Battaristis amphiscolia

Scientific classification
- Domain: Eukaryota
- Kingdom: Animalia
- Phylum: Arthropoda
- Class: Insecta
- Order: Lepidoptera
- Family: Gelechiidae
- Genus: Battaristis
- Species: B. amphiscolia
- Binomial name: Battaristis amphiscolia Meyrick, 1914

= Battaristis amphiscolia =

- Authority: Meyrick, 1914

Species of moth

Battaristis amphiscolia is a moth of the family Gelechiidae. It was described by Edward Meyrick in 1914. It is found in Guyana.

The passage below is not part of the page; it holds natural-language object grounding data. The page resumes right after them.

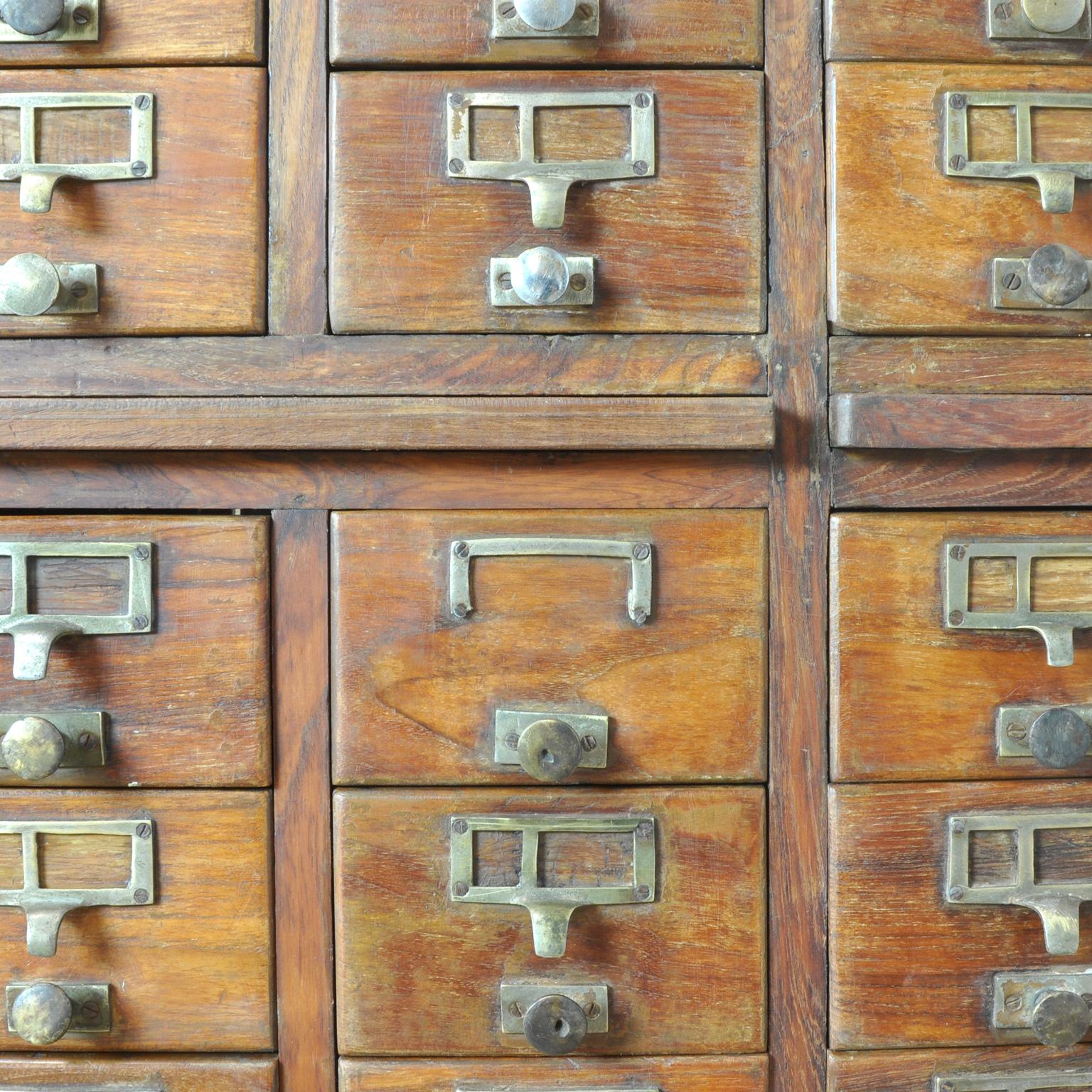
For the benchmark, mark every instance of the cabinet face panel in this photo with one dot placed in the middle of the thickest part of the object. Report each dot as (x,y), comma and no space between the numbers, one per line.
(680,250)
(912,249)
(914,700)
(909,967)
(407,946)
(191,970)
(417,689)
(181,252)
(185,705)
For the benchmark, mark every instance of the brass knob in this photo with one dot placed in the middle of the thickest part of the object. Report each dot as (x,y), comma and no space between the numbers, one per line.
(1059,739)
(32,16)
(42,1014)
(1057,274)
(30,285)
(555,1024)
(546,14)
(1061,1018)
(540,277)
(33,748)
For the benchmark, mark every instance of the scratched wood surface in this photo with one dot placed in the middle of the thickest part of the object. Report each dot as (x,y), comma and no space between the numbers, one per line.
(908,970)
(410,248)
(183,252)
(415,689)
(911,249)
(405,948)
(193,971)
(187,705)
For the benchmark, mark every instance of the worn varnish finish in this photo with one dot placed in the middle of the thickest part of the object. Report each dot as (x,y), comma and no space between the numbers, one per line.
(906,969)
(187,705)
(405,949)
(410,248)
(912,700)
(415,689)
(641,32)
(911,249)
(558,1075)
(179,254)
(195,970)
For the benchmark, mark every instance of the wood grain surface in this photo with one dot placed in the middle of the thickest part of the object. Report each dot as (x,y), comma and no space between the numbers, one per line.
(410,248)
(641,32)
(910,248)
(183,252)
(415,689)
(187,705)
(906,969)
(557,1075)
(911,700)
(403,948)
(193,971)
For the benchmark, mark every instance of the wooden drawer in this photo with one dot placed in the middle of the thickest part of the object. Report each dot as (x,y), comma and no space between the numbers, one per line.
(913,249)
(129,32)
(678,250)
(191,969)
(916,1071)
(913,697)
(424,696)
(149,1074)
(183,701)
(397,908)
(557,1075)
(920,943)
(639,32)
(181,250)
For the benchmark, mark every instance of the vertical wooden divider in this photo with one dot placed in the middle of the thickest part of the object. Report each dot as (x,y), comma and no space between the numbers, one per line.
(301,802)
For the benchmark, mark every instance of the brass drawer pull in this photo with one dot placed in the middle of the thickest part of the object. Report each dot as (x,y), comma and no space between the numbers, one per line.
(1056,181)
(547,181)
(1055,627)
(638,601)
(43,1012)
(1059,904)
(38,181)
(45,908)
(34,633)
(552,908)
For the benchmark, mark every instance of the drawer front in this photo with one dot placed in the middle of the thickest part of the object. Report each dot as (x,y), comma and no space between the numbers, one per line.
(187,962)
(914,697)
(129,32)
(425,696)
(599,32)
(557,1075)
(412,249)
(149,1074)
(178,247)
(934,924)
(920,242)
(1026,1069)
(183,700)
(401,902)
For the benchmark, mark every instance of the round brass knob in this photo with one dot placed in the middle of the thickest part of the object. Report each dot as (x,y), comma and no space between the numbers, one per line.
(550,749)
(42,1014)
(1054,16)
(555,1024)
(540,277)
(32,16)
(33,748)
(1059,739)
(546,14)
(1061,1018)
(28,285)
(1057,274)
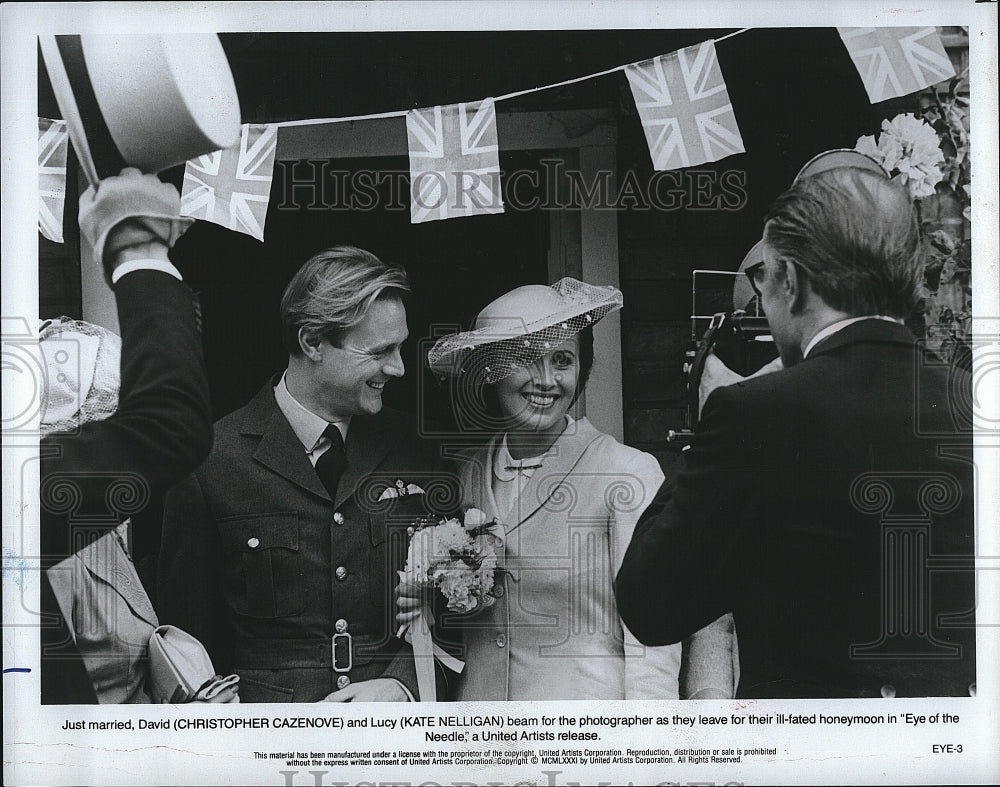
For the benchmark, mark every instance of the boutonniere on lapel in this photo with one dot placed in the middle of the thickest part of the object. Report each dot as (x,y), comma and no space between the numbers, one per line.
(400,489)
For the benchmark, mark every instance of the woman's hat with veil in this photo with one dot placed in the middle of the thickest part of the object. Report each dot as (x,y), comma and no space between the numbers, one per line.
(520,327)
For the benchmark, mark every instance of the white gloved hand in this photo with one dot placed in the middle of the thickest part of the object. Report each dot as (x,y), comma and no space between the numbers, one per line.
(131,216)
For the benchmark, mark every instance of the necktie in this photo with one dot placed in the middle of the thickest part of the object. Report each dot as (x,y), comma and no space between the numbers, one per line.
(331,465)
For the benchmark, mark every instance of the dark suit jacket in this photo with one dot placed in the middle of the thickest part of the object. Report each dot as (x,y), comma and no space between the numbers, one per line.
(106,471)
(260,564)
(830,507)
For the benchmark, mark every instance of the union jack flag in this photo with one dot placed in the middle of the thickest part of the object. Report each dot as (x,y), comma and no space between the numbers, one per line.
(454,161)
(52,141)
(232,187)
(896,61)
(684,108)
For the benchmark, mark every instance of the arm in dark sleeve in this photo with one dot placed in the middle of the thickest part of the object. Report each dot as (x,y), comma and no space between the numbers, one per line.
(188,588)
(162,429)
(681,570)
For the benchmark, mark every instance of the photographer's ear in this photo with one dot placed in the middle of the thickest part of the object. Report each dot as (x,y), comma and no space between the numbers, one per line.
(309,343)
(792,285)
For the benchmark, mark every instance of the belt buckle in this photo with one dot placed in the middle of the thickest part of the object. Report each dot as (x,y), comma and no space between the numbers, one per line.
(350,652)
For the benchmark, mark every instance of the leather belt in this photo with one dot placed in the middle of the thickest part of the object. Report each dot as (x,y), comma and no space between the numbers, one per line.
(336,652)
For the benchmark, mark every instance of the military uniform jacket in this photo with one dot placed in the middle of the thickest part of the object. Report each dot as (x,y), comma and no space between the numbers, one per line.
(291,590)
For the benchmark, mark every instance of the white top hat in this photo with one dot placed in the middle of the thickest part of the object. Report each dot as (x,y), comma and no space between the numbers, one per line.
(146,101)
(521,326)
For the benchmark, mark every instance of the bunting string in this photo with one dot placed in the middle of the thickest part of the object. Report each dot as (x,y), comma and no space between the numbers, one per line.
(681,99)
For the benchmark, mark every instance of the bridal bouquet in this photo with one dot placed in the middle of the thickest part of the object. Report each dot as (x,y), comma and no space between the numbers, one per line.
(460,559)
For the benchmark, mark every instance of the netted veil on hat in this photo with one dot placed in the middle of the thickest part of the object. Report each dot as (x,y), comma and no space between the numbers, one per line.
(521,326)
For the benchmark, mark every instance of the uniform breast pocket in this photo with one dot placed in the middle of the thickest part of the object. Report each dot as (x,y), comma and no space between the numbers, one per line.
(262,564)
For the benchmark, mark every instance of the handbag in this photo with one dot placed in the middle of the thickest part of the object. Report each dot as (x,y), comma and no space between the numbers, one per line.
(180,669)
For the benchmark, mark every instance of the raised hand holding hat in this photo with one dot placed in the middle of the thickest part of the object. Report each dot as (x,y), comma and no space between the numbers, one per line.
(131,216)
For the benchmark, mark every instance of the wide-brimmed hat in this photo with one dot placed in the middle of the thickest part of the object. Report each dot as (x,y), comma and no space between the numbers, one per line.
(521,326)
(839,157)
(146,101)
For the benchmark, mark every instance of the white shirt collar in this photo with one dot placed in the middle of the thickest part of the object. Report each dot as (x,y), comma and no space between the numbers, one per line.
(829,330)
(502,460)
(308,426)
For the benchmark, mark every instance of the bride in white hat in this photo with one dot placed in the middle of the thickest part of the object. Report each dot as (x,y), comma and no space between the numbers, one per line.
(568,497)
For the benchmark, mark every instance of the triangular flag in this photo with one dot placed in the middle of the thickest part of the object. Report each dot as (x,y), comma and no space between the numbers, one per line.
(896,61)
(684,108)
(52,144)
(232,187)
(454,161)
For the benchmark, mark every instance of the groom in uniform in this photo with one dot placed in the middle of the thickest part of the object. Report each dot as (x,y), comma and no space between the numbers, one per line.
(829,505)
(280,552)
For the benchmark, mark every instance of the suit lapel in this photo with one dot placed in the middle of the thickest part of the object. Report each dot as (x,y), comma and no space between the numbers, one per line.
(566,454)
(864,331)
(367,444)
(280,449)
(476,477)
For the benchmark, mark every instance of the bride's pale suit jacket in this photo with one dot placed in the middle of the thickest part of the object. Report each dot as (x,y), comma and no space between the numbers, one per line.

The wingspan is 9–10 mm. The forewings are fuscous, greyer towards the costa anteriorly. The plical and second discal stigmata are sometimes obscurely indicated. There is a thick blackish streak along the costa from before the middle to near the apex attenuated anteriorly, cut by a very oblique fine white strigula from beyond the middle. There is also a fine white subterminal line from four-fifths of the costa to the tornus, acutely angulated in the middle and nearly reaching the termen beneath the apex, both portions curved inwards, the angle just cut by a fine black dash preceding it. The terminal space beyond this is irrorated (sprinkled) with whitish, the apical edge ochreous whitish. The hindwings are dark fuscous.